Nancy Ridenour has been dean of Mennonite College since they moved to Illinois State. This fall Ridenour will leave to spend two years in Washington, D.C. helping to shape American health care policy as a Robert Wood Johnson Health Policy Fellow.  In the third and final year of the fellowship, she will return to Mennonite as a faculty member and apply her health policy experience to projects on the community and state levels.

President Al Bowman has named Sara Campbell as the interim dean of Mennonite.  Campbell has a long history with Mennonite, starting as a student in 1986 and working as a lab assistant, coordinator for student development and as a faculty member.  Campbell received her doctorate in nursing from Indiana University and her master’s degree in counseling psychology from Illinois State.

“Having graduated from both Mennonite College of Nursing and Illinois State University obviously brings special meaning to me as I move into the interim dean position,” Campbell said. “When I was a nursing student years ago, I dreamed of one day being the dean of Mennonite College of Nursing. It’s an incredible feeling to have arrived at this juncture with such a great opportunity to lead an outstanding nursing program housed in an outstanding university. This is where tradition holds strong, but with innovation welcomed. I can’t think of one place that I would rather be than right here.”

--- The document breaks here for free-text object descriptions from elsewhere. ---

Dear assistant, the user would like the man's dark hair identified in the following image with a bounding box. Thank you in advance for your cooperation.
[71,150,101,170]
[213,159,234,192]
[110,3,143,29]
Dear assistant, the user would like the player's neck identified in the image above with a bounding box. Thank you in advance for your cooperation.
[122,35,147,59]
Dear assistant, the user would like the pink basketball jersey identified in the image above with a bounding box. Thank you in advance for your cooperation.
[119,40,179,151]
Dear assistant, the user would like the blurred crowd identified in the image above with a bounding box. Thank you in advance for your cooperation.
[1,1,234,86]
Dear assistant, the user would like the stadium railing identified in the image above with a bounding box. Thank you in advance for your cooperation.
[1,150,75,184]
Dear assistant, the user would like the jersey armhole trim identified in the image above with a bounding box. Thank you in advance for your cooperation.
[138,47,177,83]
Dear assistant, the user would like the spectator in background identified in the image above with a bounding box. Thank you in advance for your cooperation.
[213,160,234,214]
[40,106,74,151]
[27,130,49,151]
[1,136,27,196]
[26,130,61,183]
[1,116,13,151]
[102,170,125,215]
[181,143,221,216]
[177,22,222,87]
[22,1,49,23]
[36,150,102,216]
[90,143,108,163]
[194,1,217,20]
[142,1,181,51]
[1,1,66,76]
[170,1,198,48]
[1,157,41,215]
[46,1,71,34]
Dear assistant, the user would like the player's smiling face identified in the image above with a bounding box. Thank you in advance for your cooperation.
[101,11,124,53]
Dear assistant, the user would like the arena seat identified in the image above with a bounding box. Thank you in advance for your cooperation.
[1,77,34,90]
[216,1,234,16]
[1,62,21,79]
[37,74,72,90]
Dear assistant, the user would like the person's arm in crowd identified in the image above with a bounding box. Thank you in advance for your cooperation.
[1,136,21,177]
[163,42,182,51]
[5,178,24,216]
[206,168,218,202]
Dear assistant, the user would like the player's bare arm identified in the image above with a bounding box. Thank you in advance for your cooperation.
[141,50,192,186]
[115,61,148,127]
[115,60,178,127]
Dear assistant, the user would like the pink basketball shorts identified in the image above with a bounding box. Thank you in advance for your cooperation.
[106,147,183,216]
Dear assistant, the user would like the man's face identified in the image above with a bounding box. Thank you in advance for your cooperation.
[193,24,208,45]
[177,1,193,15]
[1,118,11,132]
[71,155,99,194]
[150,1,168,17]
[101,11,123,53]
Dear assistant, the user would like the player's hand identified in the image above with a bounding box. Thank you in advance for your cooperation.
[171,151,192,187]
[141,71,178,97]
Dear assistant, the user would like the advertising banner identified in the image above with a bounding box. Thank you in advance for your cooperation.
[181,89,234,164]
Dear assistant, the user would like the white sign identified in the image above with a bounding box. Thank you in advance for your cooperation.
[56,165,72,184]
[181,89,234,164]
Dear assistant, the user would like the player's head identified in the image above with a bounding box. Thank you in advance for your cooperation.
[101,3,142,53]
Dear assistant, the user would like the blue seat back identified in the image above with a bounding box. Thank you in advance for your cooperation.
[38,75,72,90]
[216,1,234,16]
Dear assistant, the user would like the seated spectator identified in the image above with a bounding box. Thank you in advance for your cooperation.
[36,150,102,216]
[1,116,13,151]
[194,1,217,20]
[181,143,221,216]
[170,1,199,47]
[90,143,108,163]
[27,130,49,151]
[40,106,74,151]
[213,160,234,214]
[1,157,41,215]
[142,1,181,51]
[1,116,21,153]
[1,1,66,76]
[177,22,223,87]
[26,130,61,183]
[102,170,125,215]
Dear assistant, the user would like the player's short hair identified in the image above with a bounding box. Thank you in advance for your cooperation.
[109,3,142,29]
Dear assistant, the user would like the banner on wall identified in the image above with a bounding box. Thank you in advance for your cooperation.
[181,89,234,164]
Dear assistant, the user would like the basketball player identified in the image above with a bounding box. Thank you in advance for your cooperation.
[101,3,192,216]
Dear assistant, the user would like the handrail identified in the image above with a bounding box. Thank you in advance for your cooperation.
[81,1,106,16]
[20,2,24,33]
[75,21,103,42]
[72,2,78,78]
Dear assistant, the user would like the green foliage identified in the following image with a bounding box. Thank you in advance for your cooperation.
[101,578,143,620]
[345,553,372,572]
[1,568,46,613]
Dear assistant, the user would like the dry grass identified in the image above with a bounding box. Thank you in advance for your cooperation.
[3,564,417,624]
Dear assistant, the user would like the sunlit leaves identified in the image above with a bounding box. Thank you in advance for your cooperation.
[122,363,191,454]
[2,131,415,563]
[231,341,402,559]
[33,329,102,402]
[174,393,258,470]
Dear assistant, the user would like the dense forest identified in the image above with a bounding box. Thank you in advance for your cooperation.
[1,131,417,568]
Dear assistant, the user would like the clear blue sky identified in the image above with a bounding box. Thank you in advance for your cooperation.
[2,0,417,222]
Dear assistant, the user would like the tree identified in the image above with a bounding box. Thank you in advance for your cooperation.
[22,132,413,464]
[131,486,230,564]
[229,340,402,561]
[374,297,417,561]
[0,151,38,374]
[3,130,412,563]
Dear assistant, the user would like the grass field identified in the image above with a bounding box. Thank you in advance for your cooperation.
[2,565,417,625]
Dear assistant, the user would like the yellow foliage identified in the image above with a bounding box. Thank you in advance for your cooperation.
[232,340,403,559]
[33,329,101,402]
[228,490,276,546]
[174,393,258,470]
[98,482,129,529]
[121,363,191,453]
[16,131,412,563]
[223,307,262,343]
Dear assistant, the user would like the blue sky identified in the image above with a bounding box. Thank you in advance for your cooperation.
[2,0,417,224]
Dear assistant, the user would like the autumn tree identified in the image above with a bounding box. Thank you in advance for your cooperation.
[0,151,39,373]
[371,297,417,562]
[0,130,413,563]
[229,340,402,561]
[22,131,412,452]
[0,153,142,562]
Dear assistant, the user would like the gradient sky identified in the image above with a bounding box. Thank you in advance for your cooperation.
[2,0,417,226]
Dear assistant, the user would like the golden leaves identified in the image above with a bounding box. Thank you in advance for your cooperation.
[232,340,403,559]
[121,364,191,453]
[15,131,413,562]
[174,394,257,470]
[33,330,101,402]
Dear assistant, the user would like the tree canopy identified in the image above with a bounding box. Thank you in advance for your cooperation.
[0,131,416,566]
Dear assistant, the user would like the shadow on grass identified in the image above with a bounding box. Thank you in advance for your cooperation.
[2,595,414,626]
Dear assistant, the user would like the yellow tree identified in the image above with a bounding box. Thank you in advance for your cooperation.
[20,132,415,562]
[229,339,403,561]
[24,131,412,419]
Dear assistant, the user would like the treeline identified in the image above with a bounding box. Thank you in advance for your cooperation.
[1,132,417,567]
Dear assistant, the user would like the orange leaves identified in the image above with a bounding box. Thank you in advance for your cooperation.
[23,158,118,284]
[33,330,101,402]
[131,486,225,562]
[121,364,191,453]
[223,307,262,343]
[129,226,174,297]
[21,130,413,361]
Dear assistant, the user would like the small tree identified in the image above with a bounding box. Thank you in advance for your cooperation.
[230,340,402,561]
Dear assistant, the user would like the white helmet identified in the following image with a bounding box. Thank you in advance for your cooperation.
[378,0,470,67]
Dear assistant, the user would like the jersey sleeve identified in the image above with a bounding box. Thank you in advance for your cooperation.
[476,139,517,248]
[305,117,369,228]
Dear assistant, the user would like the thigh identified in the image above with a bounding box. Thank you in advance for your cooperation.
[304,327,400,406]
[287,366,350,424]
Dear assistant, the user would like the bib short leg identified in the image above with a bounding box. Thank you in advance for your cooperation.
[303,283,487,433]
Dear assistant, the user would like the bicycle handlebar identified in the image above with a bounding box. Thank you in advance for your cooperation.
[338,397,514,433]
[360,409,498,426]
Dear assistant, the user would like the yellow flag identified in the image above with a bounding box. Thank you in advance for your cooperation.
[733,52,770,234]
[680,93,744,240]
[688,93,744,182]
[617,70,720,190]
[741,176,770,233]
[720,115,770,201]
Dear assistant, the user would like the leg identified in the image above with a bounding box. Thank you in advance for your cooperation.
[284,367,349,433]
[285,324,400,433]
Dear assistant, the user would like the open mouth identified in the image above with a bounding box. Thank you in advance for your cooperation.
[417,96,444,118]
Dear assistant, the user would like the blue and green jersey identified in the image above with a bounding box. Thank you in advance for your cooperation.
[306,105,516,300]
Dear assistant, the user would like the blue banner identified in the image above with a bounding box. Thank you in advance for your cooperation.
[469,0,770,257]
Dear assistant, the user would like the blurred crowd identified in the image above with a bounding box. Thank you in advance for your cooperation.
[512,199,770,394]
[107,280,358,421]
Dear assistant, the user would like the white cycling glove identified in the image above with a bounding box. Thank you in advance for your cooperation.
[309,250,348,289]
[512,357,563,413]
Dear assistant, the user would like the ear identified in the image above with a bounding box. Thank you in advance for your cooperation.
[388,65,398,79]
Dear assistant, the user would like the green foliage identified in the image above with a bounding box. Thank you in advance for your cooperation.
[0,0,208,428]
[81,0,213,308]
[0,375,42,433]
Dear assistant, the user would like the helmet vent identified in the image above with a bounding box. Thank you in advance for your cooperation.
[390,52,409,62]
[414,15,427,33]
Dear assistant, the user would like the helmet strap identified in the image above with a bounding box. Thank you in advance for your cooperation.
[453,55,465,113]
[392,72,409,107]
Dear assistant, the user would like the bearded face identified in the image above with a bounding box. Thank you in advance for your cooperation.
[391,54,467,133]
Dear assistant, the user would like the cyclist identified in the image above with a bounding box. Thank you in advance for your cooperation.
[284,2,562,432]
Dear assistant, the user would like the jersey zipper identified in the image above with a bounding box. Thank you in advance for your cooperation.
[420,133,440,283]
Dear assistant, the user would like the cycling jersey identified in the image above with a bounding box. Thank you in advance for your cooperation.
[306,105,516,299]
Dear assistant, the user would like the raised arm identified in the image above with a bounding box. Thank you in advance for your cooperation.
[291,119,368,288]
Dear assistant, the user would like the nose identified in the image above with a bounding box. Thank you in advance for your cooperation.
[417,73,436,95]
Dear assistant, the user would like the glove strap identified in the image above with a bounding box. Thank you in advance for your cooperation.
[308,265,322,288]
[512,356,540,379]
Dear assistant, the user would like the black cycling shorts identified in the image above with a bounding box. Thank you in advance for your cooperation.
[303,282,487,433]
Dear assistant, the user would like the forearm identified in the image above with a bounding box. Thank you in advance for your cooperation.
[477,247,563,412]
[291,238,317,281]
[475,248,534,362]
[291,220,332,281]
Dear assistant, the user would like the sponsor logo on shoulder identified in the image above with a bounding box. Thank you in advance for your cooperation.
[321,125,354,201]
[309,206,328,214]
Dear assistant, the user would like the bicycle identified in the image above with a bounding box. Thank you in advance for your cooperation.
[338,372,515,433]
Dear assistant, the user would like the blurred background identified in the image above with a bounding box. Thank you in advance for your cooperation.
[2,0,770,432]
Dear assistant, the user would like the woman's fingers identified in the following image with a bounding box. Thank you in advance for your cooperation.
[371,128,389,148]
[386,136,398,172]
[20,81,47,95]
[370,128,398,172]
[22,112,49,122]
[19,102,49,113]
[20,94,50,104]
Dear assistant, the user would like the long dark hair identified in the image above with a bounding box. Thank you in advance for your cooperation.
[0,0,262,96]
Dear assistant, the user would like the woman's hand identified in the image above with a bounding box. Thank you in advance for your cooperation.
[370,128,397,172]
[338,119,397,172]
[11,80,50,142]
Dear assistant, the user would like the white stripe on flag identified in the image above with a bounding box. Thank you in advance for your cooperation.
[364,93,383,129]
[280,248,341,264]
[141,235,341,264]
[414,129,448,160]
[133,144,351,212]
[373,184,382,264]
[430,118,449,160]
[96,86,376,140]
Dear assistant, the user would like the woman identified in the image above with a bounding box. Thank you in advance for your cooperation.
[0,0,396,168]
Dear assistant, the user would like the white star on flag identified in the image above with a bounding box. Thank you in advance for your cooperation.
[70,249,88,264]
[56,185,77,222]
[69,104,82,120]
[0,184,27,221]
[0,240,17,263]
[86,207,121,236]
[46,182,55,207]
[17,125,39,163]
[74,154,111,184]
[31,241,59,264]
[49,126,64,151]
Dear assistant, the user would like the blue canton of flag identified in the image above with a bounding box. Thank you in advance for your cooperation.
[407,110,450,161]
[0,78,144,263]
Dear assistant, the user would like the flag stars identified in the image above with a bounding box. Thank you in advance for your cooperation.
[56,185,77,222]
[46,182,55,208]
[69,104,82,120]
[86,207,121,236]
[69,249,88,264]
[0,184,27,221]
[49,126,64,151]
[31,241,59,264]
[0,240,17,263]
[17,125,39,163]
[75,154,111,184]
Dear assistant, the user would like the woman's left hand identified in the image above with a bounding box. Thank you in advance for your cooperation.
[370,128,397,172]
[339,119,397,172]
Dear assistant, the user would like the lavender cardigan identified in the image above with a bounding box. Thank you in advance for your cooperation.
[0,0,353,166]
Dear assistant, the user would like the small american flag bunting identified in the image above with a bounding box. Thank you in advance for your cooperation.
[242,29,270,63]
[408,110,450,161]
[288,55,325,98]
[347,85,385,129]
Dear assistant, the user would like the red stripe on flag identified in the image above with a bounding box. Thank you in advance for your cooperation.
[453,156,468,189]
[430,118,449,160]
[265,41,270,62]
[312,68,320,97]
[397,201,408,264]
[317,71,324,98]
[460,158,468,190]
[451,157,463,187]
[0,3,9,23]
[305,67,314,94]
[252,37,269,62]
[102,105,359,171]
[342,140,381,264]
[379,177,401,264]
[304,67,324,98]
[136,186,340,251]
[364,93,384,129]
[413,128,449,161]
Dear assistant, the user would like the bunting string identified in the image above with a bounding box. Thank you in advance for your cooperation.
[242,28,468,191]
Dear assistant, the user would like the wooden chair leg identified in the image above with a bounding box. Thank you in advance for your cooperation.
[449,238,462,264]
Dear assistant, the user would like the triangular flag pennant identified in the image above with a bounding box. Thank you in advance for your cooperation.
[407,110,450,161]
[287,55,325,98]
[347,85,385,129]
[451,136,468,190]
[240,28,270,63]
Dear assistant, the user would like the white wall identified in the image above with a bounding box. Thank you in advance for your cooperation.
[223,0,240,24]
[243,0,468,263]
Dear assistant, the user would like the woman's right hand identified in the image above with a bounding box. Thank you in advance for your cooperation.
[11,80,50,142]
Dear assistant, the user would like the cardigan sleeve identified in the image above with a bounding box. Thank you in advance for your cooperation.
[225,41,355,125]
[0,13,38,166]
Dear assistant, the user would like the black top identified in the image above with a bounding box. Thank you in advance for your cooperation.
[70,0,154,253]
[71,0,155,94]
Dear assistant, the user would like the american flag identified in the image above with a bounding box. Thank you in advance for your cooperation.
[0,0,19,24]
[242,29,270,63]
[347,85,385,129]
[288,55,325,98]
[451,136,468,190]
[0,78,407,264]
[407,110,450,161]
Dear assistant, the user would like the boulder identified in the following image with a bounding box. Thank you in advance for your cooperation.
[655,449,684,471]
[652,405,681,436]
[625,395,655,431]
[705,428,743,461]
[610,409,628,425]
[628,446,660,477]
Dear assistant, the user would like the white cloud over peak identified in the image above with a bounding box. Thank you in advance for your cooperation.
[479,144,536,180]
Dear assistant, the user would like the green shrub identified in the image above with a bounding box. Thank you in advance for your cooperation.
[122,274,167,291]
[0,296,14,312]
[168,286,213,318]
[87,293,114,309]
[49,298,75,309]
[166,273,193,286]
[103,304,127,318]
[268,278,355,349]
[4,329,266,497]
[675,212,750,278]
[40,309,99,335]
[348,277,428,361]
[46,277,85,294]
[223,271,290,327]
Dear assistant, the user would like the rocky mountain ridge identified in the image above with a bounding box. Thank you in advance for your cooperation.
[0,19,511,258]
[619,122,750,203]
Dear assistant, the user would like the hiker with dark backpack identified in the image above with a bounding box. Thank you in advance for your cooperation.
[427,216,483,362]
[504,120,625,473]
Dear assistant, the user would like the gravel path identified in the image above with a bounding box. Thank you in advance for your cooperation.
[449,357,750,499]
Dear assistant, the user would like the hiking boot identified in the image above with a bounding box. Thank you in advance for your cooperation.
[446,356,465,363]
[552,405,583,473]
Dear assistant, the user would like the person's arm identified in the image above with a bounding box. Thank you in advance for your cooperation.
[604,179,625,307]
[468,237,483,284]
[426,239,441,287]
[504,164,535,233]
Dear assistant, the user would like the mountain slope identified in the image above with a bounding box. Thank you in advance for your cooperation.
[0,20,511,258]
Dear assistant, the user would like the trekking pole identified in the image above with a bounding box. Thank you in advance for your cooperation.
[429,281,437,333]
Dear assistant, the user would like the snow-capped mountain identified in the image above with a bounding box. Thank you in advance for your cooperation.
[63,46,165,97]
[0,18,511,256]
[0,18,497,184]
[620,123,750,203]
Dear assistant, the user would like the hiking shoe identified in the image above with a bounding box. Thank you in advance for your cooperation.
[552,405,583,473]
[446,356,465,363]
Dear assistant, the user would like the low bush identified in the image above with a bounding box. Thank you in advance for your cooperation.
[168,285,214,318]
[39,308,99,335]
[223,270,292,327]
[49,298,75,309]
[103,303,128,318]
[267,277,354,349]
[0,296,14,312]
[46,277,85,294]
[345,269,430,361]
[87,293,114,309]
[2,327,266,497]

Campbell said Mennonite has grown into a college known for its focus and expertise in the care of older adults, with a heavy emphasis on long-term care.  “The collaboration with Heritage Enterprises was designed to prepare nursing graduates for best practices in the care of older adults and also to facilitate the long-term care setting to become attractive to graduates as a career option,” Campbell said.  “While the college will continue work in the long-term care settings, it is time to explore moving care of the older adult and best practices into acute care and community settings.”

“This is an ideal time for the college to explore options for increasing student numbers or decreasing time to degree, both of which would meet the same objective of producing increased numbers of quality nursing graduates into the workforce. Increasing numbers of registered nurses is a huge societal need.”

Campbell said she also wished to focus on building strong teaching-scholarship-service communities within Mennonite and to find creative ways to engage students in the college and campus that plant the desire to stay in touch once they have graduated. She said students graduating today are very different than students who graduated 10 to 30 years ago.  “It will require innovative approaches to keep alumni coming home,” Campbell said.